I'm 25 in this photo and I remember that it was taken somewhere on the coastal path between Aberystwyth and Borth in Mid Wales. It was definitely the summer of 1992, so I had recently sold my first few short stories to some small press magazines, but I don't think anything had yet been published (I think that my first published short story, 'An Ideal Vocation', appeared in August '92). Hiking has been one of my main interests for most of my life but in this photo I am inadequately dressed for a long trek. Back then I would happily walk all day with no equipment, no supplies and in crummy shoes. I was still a prog-rock fan, and I had just got into krautrock, but the Cocteau Twins were my favourite band.


I'm not sure what age I am in this photo. I'm going to guess 19. If so, I had been a 'writer' for five years but hadn't yet published a single word. I was also a big prog-rock fan. The chap on the left is Geraint, my best friend at the time. He was known as 'Max' for some reason, possibly because he was a maximalist. He was a vibrant fellow who always came up with some wizard japes! We spent the whole day walking around town in our pyjamas, for example, or we dressed as Vikings and abducted girls from the street. Stuff like that. He joined the Air Force and I lost touch with him for about 20 years but now we know each other again, thanks to the miracle of Facebook!
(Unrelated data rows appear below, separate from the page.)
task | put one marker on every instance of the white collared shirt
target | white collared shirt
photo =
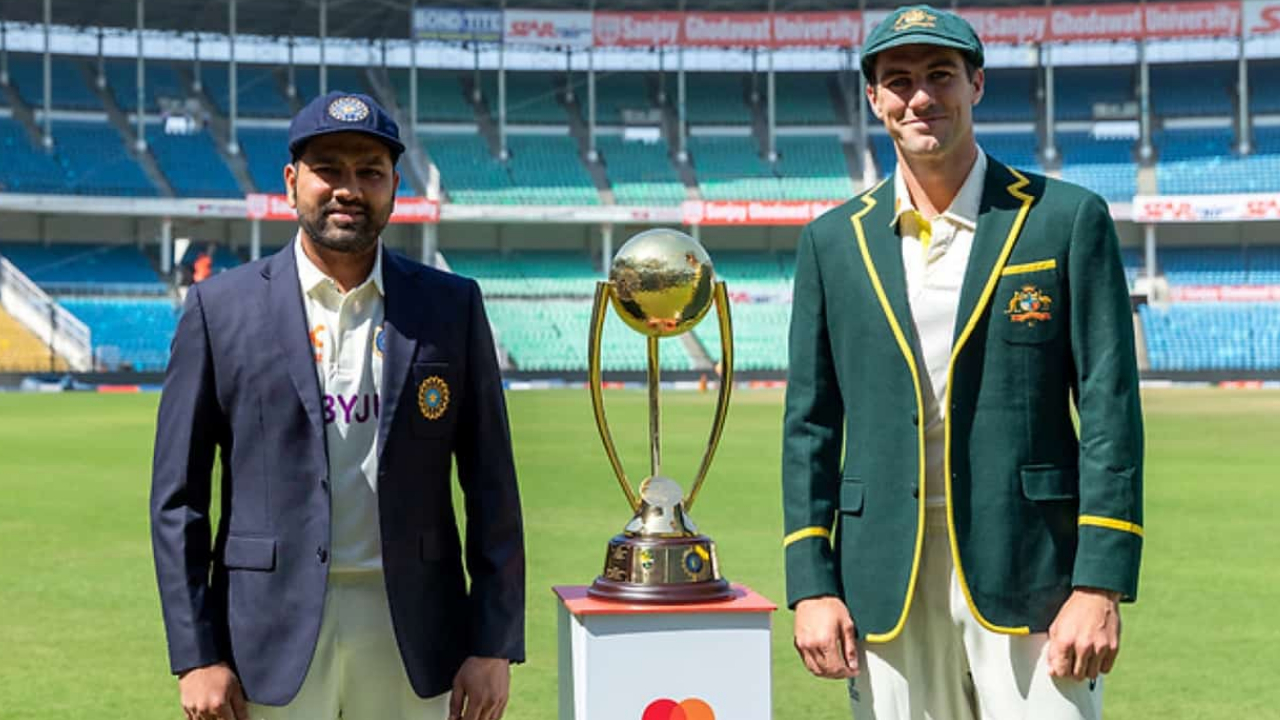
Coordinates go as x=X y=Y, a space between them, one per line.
x=346 y=338
x=935 y=256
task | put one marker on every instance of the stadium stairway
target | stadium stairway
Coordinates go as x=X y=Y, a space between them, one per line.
x=21 y=350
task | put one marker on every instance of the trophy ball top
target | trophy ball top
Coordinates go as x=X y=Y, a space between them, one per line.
x=662 y=282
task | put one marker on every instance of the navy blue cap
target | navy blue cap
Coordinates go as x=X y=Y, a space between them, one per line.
x=344 y=112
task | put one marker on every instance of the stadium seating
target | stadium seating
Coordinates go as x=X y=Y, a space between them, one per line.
x=96 y=162
x=160 y=80
x=439 y=96
x=731 y=168
x=27 y=168
x=69 y=90
x=85 y=267
x=1212 y=336
x=192 y=164
x=714 y=99
x=528 y=274
x=1184 y=89
x=1009 y=96
x=23 y=351
x=552 y=336
x=641 y=173
x=613 y=94
x=128 y=332
x=1104 y=165
x=759 y=336
x=1077 y=90
x=257 y=92
x=813 y=168
x=803 y=99
x=531 y=98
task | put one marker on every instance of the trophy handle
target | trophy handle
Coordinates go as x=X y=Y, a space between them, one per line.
x=726 y=323
x=603 y=292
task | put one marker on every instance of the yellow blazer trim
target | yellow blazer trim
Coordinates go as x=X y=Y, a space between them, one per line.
x=903 y=345
x=807 y=533
x=1016 y=191
x=1111 y=523
x=1029 y=267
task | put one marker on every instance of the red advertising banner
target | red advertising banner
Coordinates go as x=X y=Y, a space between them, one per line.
x=260 y=206
x=638 y=30
x=817 y=30
x=1013 y=26
x=1225 y=294
x=754 y=213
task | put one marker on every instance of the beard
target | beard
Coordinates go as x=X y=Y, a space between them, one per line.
x=355 y=236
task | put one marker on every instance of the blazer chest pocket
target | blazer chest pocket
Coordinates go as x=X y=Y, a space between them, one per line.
x=434 y=399
x=1028 y=306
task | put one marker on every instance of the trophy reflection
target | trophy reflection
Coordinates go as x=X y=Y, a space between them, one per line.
x=661 y=283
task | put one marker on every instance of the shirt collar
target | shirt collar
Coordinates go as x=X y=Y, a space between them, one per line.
x=964 y=208
x=314 y=277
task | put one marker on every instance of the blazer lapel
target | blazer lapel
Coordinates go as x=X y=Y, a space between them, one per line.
x=1005 y=201
x=289 y=319
x=881 y=249
x=401 y=329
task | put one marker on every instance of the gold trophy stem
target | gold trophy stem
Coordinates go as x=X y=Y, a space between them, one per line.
x=594 y=383
x=726 y=324
x=654 y=409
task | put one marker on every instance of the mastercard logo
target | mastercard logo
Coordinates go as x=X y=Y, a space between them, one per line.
x=691 y=709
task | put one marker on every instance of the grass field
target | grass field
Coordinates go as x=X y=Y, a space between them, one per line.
x=80 y=621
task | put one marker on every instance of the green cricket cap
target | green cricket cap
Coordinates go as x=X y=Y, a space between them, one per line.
x=922 y=24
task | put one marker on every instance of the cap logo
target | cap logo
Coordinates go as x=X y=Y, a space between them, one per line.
x=348 y=109
x=914 y=18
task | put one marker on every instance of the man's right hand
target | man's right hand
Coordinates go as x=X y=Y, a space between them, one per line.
x=824 y=638
x=213 y=693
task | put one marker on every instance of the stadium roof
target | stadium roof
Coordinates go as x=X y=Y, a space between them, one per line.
x=366 y=18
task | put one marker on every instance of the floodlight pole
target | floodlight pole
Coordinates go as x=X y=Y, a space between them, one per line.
x=324 y=36
x=141 y=142
x=49 y=80
x=232 y=140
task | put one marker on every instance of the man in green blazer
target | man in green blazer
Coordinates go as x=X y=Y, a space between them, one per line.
x=963 y=547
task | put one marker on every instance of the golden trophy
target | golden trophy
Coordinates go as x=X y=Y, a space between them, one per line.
x=661 y=283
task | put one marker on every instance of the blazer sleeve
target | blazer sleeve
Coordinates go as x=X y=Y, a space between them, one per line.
x=494 y=532
x=1110 y=408
x=810 y=445
x=188 y=427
This photo shows me at age 12 or 13. I think it was taken during the second year of Comprehensive School. I say this because my school tie doesn't show the accurate school colours and when I was in the second year we deliberately altered the colours by picking out threads with the point of a compass. It was a small act of resistance to the regime! During the whole of that year I was a rascal and my ambition was to be a jewel thief when I grew up. I caused as much trouble as possible as frequently as possible. The following year I discovered Buddhism and starting writing short-stories and calmed down.
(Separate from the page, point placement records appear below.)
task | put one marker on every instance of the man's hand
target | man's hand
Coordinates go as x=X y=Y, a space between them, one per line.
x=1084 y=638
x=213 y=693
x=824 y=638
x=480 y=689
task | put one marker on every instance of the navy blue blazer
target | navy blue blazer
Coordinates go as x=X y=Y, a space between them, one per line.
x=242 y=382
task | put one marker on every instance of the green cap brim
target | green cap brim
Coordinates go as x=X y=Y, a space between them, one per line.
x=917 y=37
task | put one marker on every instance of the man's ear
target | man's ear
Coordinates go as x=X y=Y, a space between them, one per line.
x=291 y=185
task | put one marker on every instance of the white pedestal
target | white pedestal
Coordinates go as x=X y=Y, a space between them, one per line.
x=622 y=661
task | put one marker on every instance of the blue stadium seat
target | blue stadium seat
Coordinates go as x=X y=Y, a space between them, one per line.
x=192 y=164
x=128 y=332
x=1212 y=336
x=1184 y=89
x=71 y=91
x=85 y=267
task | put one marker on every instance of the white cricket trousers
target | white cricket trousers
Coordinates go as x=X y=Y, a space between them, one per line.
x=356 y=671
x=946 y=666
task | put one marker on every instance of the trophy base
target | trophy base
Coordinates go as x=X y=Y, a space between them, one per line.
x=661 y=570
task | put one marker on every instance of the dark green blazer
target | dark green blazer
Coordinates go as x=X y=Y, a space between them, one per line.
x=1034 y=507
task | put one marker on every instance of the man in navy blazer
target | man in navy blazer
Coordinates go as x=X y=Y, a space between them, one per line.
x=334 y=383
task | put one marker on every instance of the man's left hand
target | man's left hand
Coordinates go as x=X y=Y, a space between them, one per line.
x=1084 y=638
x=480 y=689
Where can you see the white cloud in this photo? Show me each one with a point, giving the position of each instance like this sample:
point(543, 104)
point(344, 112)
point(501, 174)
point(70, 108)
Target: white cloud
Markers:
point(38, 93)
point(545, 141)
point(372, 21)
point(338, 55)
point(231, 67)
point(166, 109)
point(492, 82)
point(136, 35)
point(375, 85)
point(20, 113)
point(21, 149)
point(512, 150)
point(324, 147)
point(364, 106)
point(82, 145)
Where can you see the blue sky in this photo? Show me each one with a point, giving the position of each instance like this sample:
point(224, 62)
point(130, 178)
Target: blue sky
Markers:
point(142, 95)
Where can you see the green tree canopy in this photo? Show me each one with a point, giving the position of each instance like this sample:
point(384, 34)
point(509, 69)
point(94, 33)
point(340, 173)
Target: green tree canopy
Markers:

This is the oldest photo I have of myself. I'm sure earlier photos exist, but I don't know where they are, nor who has them. I'm guessing I was 7 years old when it was taken. I still have the same 'charmingly crooked' front teeth and my eyes are still different colours (one green, one brown) but I no longer have blond hair. When I was this age I assumed I would have flaxen locks forever. Even when my hair darkened after puberty I still thought of myself as blond. Maybe deep down I still do. To offset my blondness, you may observe that I am wearing a red t-shirt under a red pullover. Truly the 1970s was the decade that style forgot!